First Fridays
Camille and I took in Ashland's First Friday celebration. Ashland closes off a city block, opens up the local art galleries, provides live music and some street vendors. There were cornhole games behind the band audience area.
Camille and I decided to try out the cornhole game. I've never really played it but I think Camille has a time or two. I don't know the game rules but they had two cornhole boards, very far apart, almost four lanes of traffic. Camille got at one end, I at the other.
She's only 6. On top of that she was acting very goofy Friday evening. These factors combined for a pretty ridiculous cornhole game. She would wind up her arm to throw the bean bag and it would go straight up into the air then land about 3 feet away from her. Several times her stray bean bags hit the musical audience. One time a bean bag knocked off a lady's hat...behind her.
We were both giggling in the street as we threw the bean bags. The music was really good so we also danced while we played. I was pretty pleased with my cornhole performance. Almost all bean bags landed on the board and about 1/5 went in the hole. My record might have been better if Camille didn't try to catch the bags as I tossed them.

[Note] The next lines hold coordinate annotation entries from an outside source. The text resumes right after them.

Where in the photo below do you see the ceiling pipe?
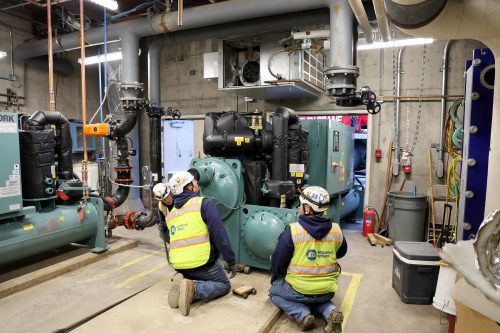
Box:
[372,0,391,42]
[385,0,500,212]
[349,0,373,43]
[15,0,325,60]
[325,0,359,96]
[148,9,330,103]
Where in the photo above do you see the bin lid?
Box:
[394,241,440,261]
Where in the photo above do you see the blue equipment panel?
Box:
[69,120,95,153]
[457,49,495,240]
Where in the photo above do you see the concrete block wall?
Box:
[141,36,483,210]
[0,13,99,161]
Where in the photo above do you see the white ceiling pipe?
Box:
[292,30,330,40]
[385,0,500,212]
[372,0,391,42]
[349,0,373,43]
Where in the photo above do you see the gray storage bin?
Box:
[392,242,440,304]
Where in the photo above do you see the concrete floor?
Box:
[0,226,447,333]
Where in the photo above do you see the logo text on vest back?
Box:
[306,250,317,260]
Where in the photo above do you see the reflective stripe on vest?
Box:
[165,197,210,269]
[158,201,169,218]
[285,223,343,295]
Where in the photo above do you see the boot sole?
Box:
[179,279,191,316]
[168,274,183,309]
[325,311,344,333]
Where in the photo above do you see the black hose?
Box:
[26,111,74,180]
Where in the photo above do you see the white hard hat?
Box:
[299,186,330,213]
[168,171,194,195]
[153,183,172,200]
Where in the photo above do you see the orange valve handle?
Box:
[83,123,109,136]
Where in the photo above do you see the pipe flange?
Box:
[116,82,144,108]
[324,66,359,96]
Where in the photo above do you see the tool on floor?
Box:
[224,264,252,274]
[367,233,393,247]
[437,203,453,248]
[233,285,257,299]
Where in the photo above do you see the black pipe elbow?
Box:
[110,108,137,139]
[105,186,130,209]
[384,0,447,29]
[272,106,299,125]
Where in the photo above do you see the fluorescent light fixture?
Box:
[90,0,118,10]
[358,38,434,51]
[78,52,122,66]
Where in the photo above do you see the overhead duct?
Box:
[385,0,500,212]
[148,9,330,102]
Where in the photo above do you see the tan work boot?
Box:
[299,314,314,331]
[325,309,344,333]
[179,279,195,316]
[168,273,184,309]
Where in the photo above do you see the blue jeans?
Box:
[182,261,231,301]
[269,278,337,323]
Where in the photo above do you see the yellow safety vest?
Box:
[285,223,344,295]
[158,201,169,218]
[166,197,210,269]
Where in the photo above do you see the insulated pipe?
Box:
[349,0,373,43]
[148,9,330,103]
[436,41,451,178]
[327,0,354,67]
[392,47,405,176]
[372,0,391,42]
[15,0,324,60]
[385,0,500,212]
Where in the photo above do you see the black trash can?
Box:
[392,241,440,304]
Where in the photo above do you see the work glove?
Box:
[227,265,238,279]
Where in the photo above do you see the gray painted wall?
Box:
[141,36,482,210]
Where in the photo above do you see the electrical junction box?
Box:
[300,119,354,196]
[0,112,23,218]
[69,120,95,153]
[217,33,325,100]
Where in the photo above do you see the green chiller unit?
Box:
[0,111,106,265]
[192,107,360,269]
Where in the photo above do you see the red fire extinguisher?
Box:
[363,207,377,237]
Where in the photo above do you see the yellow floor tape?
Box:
[87,251,164,282]
[113,261,168,289]
[340,272,363,331]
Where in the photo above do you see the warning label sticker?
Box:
[0,122,17,133]
[0,164,21,198]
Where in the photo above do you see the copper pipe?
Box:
[80,0,88,161]
[177,0,184,26]
[47,1,56,111]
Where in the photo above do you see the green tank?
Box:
[192,157,297,269]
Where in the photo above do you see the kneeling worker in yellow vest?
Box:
[166,170,236,316]
[269,186,347,333]
[153,183,174,242]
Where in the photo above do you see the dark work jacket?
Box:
[167,191,236,273]
[271,215,347,282]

She repeatedly stood in the way and gathered up all the wayward bags, making a mountain of them right in front of the hole. I don't know the rules but I don't think that was allowed.
The bean bags were color coded for each game. Ours were green and white. Next to us was yellow and orange. There was also red/blue and purple/pink. I think Camille thought the game's goal was to collect as many bag colors as possible. Every now and then she would disappear, dodge hard flying bean bags from the other cornhole games and try to snatch some of the other game's bags.

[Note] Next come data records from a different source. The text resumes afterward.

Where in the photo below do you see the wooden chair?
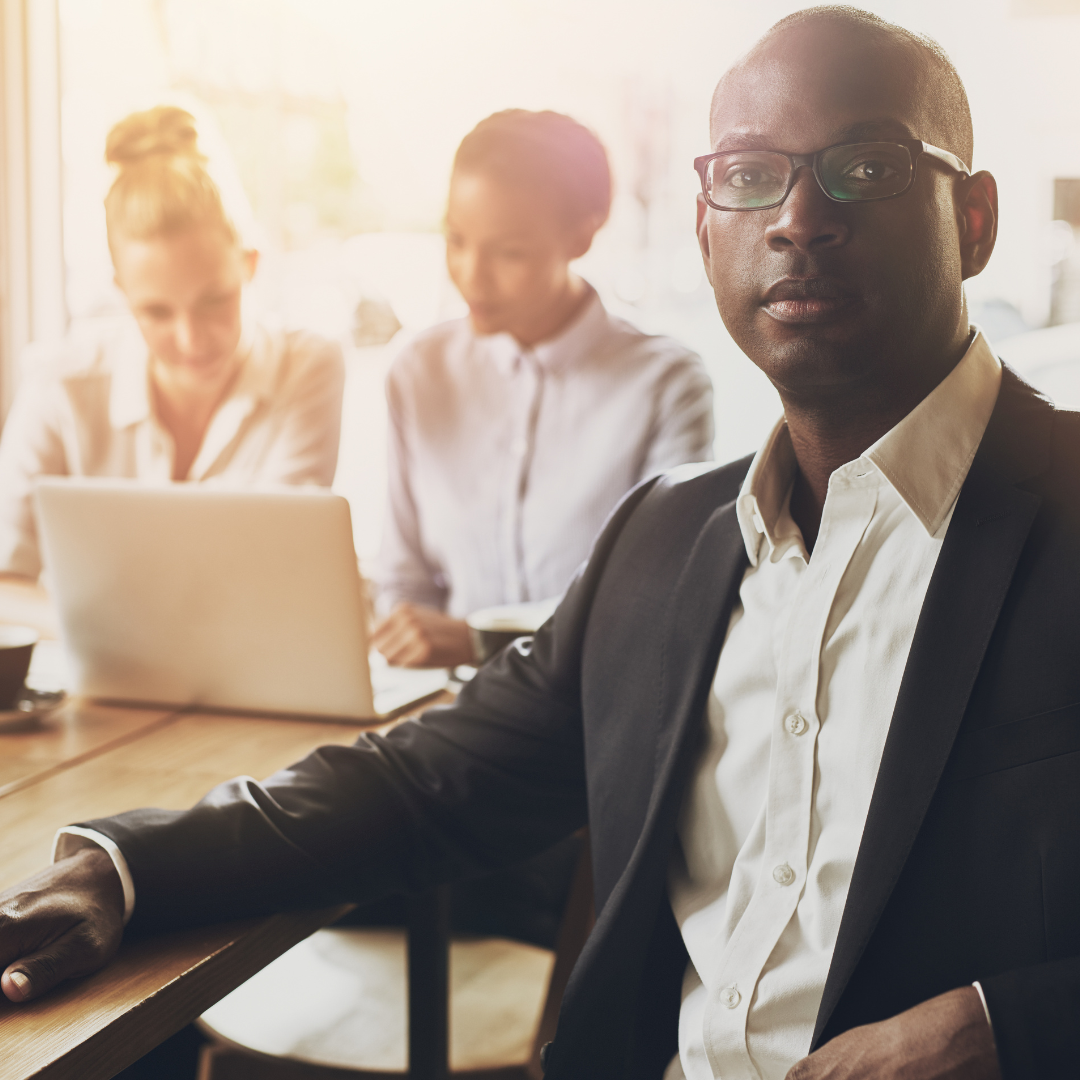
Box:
[199,835,593,1080]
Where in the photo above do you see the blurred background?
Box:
[0,0,1080,562]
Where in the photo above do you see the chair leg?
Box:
[408,886,450,1080]
[198,1042,404,1080]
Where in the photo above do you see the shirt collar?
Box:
[735,327,1001,566]
[481,282,608,375]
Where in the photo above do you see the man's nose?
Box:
[765,165,849,252]
[176,315,200,354]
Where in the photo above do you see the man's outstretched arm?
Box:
[0,483,652,1000]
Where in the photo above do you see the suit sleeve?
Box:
[82,485,650,928]
[980,957,1080,1080]
[640,352,714,478]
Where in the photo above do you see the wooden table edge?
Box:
[0,904,353,1080]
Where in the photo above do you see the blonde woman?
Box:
[0,106,345,579]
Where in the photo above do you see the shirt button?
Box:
[785,713,810,735]
[772,863,795,885]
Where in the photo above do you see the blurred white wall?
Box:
[54,0,1080,570]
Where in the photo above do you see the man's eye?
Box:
[845,159,896,184]
[724,165,777,191]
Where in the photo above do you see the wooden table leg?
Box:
[407,886,450,1080]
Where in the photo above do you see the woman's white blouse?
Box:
[379,294,713,618]
[0,320,345,578]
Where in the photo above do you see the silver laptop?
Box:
[36,477,447,719]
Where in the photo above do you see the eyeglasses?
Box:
[693,138,970,211]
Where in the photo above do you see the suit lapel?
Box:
[605,494,748,918]
[651,502,750,804]
[812,369,1049,1047]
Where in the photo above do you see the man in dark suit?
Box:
[0,9,1080,1080]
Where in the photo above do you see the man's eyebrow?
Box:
[713,117,914,153]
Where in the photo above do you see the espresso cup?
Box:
[465,600,558,663]
[0,626,38,712]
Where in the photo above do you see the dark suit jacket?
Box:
[87,372,1080,1080]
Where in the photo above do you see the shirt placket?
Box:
[502,352,543,603]
[704,462,877,1080]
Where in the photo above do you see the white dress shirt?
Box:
[667,334,1001,1080]
[0,319,345,578]
[378,294,713,618]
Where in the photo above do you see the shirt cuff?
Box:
[53,825,136,924]
[971,978,997,1042]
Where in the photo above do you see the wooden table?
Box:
[0,701,449,1080]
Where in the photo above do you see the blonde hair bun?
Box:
[105,105,206,168]
[105,105,240,253]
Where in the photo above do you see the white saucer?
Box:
[0,691,65,734]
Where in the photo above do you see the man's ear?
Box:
[957,171,998,280]
[698,192,713,284]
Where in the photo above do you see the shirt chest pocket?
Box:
[949,702,1080,780]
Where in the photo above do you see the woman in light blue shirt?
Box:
[375,109,713,666]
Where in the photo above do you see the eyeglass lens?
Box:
[705,143,912,210]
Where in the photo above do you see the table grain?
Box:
[0,703,451,1080]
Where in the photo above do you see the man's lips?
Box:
[761,278,855,323]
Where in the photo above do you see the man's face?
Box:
[700,26,967,396]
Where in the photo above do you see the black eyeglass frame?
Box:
[693,138,971,214]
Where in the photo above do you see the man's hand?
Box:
[787,986,1001,1080]
[0,846,124,1001]
[372,604,476,667]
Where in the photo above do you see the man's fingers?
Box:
[0,943,69,1001]
[0,967,33,1001]
[0,923,119,1001]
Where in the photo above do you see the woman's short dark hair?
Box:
[454,109,611,228]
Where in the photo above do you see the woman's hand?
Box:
[372,604,476,667]
[787,986,1001,1080]
[0,845,124,1001]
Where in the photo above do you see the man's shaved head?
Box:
[712,4,973,168]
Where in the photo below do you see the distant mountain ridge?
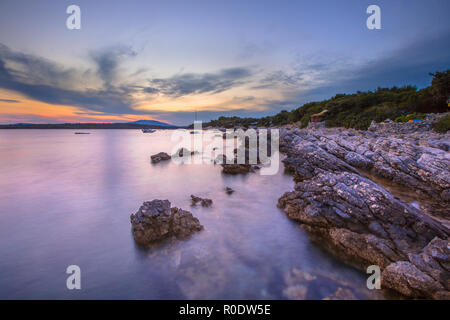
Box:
[0,120,182,129]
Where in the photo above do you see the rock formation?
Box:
[191,194,212,207]
[150,152,171,163]
[130,200,203,245]
[279,124,450,299]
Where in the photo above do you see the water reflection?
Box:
[0,130,381,299]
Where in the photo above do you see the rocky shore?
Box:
[278,118,450,299]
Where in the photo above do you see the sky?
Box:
[0,0,450,125]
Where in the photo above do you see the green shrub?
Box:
[434,114,450,133]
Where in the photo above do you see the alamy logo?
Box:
[66,4,81,30]
[366,4,381,30]
[66,265,81,290]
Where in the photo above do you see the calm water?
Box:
[0,130,380,299]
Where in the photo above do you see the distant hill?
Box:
[128,120,175,127]
[0,120,181,129]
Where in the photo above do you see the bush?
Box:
[434,114,450,133]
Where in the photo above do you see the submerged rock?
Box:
[225,187,234,194]
[191,195,212,207]
[173,148,198,158]
[150,152,171,163]
[130,200,203,245]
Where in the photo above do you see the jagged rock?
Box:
[225,187,234,194]
[324,287,357,300]
[173,148,198,158]
[279,124,450,299]
[382,238,450,300]
[280,128,450,219]
[191,194,212,207]
[150,152,171,163]
[130,200,203,245]
[221,163,259,174]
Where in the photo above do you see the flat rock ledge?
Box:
[278,129,450,299]
[130,200,203,246]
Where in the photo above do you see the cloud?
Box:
[0,99,20,103]
[91,45,137,87]
[144,67,253,98]
[0,44,145,114]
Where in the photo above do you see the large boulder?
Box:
[150,152,171,163]
[278,124,450,299]
[130,200,203,245]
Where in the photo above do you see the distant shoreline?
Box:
[0,123,185,130]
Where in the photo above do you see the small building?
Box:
[311,110,328,122]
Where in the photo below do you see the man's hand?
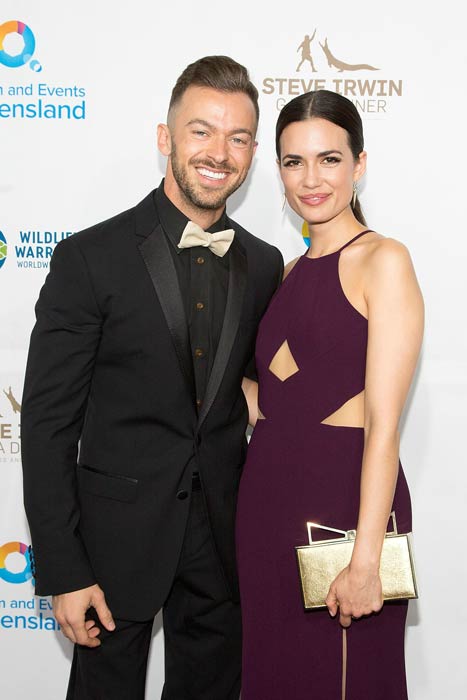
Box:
[53,583,115,647]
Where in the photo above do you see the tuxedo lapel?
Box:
[139,224,195,398]
[198,239,248,430]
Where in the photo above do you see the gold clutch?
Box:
[295,512,418,610]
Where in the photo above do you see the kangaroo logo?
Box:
[319,38,379,73]
[295,29,380,73]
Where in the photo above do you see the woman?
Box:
[237,90,423,700]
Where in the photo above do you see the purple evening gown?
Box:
[236,232,411,700]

I knew she shouldn't be doing that but it made me laugh so hard I hadn't the air to stop her. Now before you cornhole fanatic purists so pish poshing this position, you gotta know that, with the exception of me, all four cornhole games were made up of kids. Camille and I were the only girls. The rest were boys who seemed to think the game was dodge bag rather than cornhole. They were having all out wars with the bean bags, like a painful snowball fight.
Eventually we tired of the game and left the multicolored bean bags in a heap on the street. Jerry arrived and the three of us went to listen to the Pendleton jazz musicians and look through the art studios.

While Jerry was enjoying the music, Camille and I went to the ladies room. She had to poop. She was really straining on the pot, told me she couldn't seem to make any progress. She was straining too hard and her face turned red. With a red face and strained voice, she oddly asked me, "how did Elvis die?" I tilted my head. "I don't know, how?" "No", she said, "how did Elvis die?" Again, I said, "I don't know, how did he?". She relaxed her strain and gave me a puzzled look.
When it dawned on me, the situation's funny factor increased. She wasn't telling me a joke, asking me a question so she could set up the punchline. She really wanted to know how Elvis died. I gave her all the information I had available to me. I said, "he was overweight, took too many drugs and had a heart attack I think". "Oh", she said, then went back to straining, her face turning red again. I encouraged her to stop trying so hard, pinch it off and let it brew.
Later, when I was tucking her into bed, she told me that she thought Elvis died when he tried too hard to poop, causing something to break inside him. Apparently she feared this same fate. She also apparently had more information about Elvis' death than I did.